TEL AVIV (Reuters) - Israel’s mobile phone market looks set to consolidate as concerns grow that cut-throat competition is undermining firms’ ability to invest in infrastructure, leaving Israel trailing other nations despite its reputation as a high-tech leader.
Five years ago, an Israeli family might pay $300 a month for mobile phone services. Today, a family of six can get all its calls, messages and 10 gigabytes of data for as little as $30 a month.
The 90 percent price drop stems from reforms introduced by the government since 2011 to boost competition and stop what it saw as price gouging by a trio of companies.
Consumers have gained, but operators are suffering - profits have been wiped out, share prices and dividends have been cut back and capital spending has fallen 20-40 percent since 2010.
Despite its world-leading technology, Israel now lags behind other OECD countries in communications infrastructure.
Israel is just starting to roll out fourth-generation mobile networks, several years behind most OECD countries.
The government is also concerned about a drop in Israel’s ranking in Internet speeds. At 46 megabits per second, Israel is far below the OECD average of 77, despite being a tech hub.
The lagging infrastructure led the government to worry its reforms may have gone too far and damaged investment.
“We have a problem with the implementation of the reform because the companies don’t have enough money to invest in infrastructure,” Shlomo Filber, director general of the Communications Ministry, told Reuters.
The government is now considering allowing consolidation in the market that would enable prices to rise and permit companies to make more profit to plough back in to infrastructure.

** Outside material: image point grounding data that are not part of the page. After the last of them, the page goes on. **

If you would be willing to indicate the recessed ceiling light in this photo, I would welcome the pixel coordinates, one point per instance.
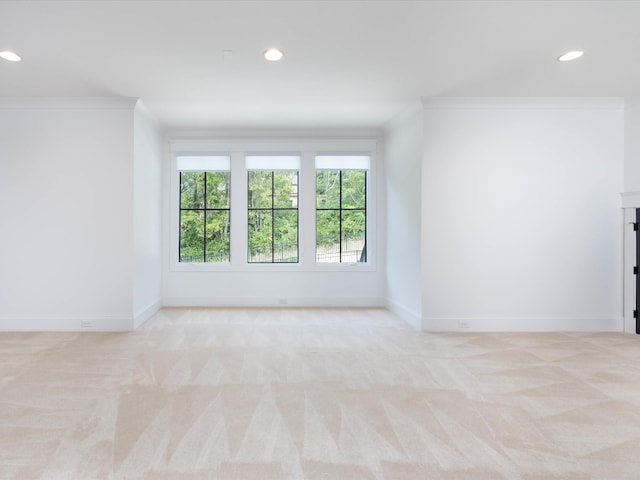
(10, 56)
(572, 55)
(273, 54)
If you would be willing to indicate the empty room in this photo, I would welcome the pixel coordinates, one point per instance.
(306, 240)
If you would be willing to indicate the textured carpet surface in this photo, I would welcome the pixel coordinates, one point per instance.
(316, 394)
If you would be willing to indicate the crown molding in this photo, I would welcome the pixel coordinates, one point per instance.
(123, 103)
(521, 102)
(630, 199)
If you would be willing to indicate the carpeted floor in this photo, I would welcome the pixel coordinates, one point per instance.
(316, 394)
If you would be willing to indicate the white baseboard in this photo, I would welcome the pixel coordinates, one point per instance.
(146, 313)
(65, 323)
(412, 317)
(274, 302)
(584, 323)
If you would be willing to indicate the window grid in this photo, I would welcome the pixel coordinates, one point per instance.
(341, 210)
(272, 211)
(205, 209)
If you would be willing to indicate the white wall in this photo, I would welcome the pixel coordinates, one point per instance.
(147, 215)
(632, 145)
(403, 145)
(522, 227)
(630, 201)
(65, 205)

Filber said he is not opposed to mergers, as long as there is enough competition and no negative impact on infrastructure.
That contrasts with the tougher line on telecoms mergers being taken by European regulators, who have scuppered a mobile deal in Denmark and voiced scepticism that bigger operators will spend more on network upgrades.

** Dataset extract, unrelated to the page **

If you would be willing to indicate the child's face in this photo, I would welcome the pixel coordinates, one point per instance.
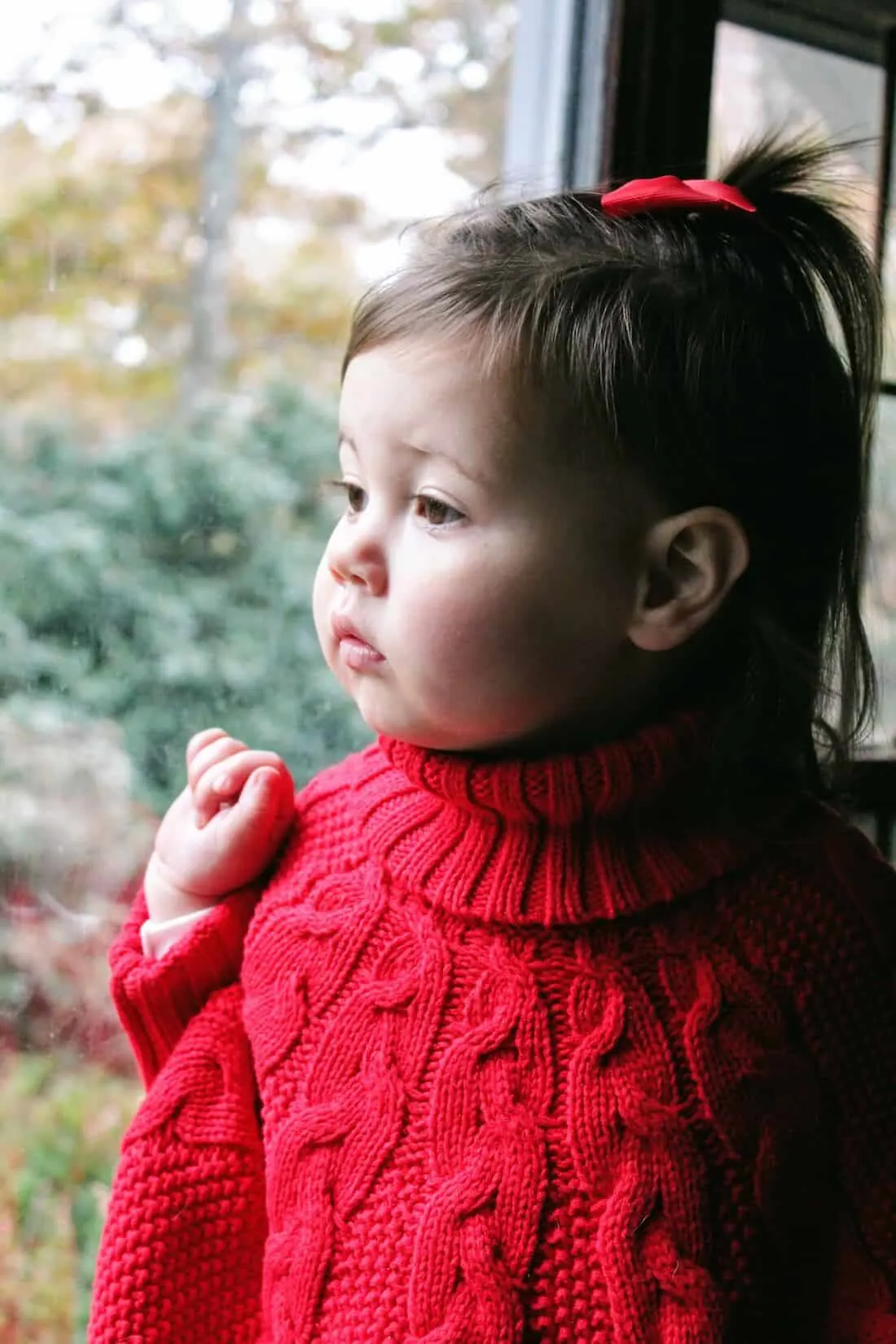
(477, 591)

Having started with three operators and then expanded to 10, Israel is heading back to four. Two small virtual operators, which piggyback off other networks, are merging and several companies are bidding to buy upstart Golan Telecom.
A bidding war appears to be brewing for Golan, which in August hired an investment bank to explore options, including putting the company up for sale.
No. 1 operator Cellcom is reviewing a possible purchase of Golan as is Bezeq Israel Telecom’s unit Pelephone, while HOT Telecom is also reportedly interested.
HOT may have the best chance of securing regulatory approval since if it merged with Golan it would still have fewer subscribers than each of the three incumbents.
Golan was one of half a dozen new providers that Moshe Kahlon, communications minister from 2009 to 2013, allowed in to the Israeli mobile market to increase competition.
Kahlon also expanded the license held by HOT, owned by Frenchman Patrick Drahi’s Altice.
The new entrants offered calls, texts and internet packages for as little as $15 a month, a rate the incumbents - Cellcom, Partner and Pelephone - struggled to meet. As revenue sank they slashed spending and laid off thousands of workers.
This year, profits at Cellcom, Partner and Pelephone are expected to be about 85 percent lower than in 2011. Over 1.2 million of their 9 million subscribers have moved to new firms.
Consequently, they say they don’t have the resources to invest in high-speed networks or in fixed-line reform aimed at encouraging Cellcom and Partner to compete in Internet and TV.
The situation was further complicated this year when the government awarded six companies 4G radio frequencies, including a new player, Xfone Mobile. The tender was supposed to improve surfing rates and enable operators to charge more money from 4G users. Instead, it led to another potential competitor.
The Communications Ministry believes monthly package prices should be around the OECD average of 20 euros.
“The starting point for the Ministry of Communications is that roughly 3 billion shekels ($770.5 million) is invested annually in fixed and mobile networks and operators need to be able to generate sufficient returns to allow them to continue to make those investments,” said Citi analyst Michael Klahr.
While it may take a few years, the Communications Ministry expects Cellcom and Partner to bounce back with new “growth engines” stemming from a soon to be deployed ultra-fast fiber optic network that will allow them to provide new services.